Sunday, 25 July 2021

Nintendo 64 A-Z

The poor old N64 has many detractors in the snobbier parts of the retro community, and I can kind of see their point(s) to a degree, but there are many good things about Nintendo's 64-bit system too. I've always been a fan of it in any case - it's home to a few of my very favourite games so how could I not be? This list will include those and hopefully all other games released for it. Up next is:

C is for...

California Speed (1999)

Although a product of some big names (Atari/Midway), this one is quite obscure to many since it was only released in the US for some reason.
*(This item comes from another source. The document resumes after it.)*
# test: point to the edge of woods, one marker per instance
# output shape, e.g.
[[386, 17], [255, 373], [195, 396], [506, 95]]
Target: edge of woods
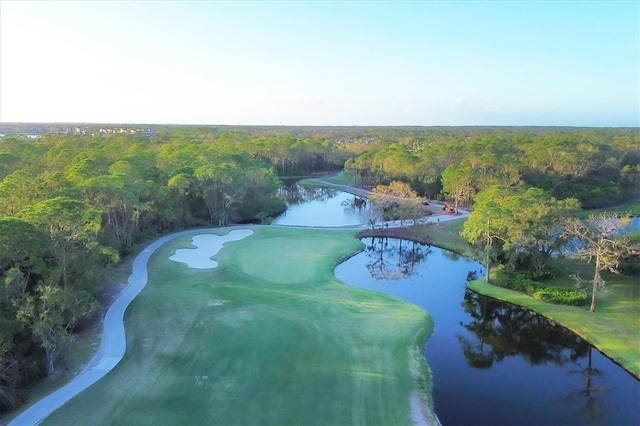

It does seem worth some attention though - it's an ultra-arcade-style racing game and there are lots of courses with many having some very unique or even bizarre sections.

Carmageddon 64 (2000)

Yes that's right, it's that famous car/combat game that was so basic and uninspiring it had to rely on 'controversy' and 'shock' value to get any attention. Except it's now on a Nintendo console which means the people you had to run over are now green zombies. It's still stupid and annoying though, and hasn't aged well.

Castlevania (1999)

Finally the hallowed Castlevania series makes it to the third dimension! Hardcore fans might be rankled by the changes to the usual format but Konami have made a pretty good transition here, resulting in a great adventure with a superb spooky atmosphere and some excellent touches. Bothersome camera though...

Castlevania: Legacy of Darkness (1999)

Amazingly, released later the same year was what I used to assume was a sequel, but LoD is actually a prequel and remake of the first game with improved/added stuff. Bit of an odd move from Konami rather than making a full-on follow-up but it's still a more than decent platform/survival horror adventure.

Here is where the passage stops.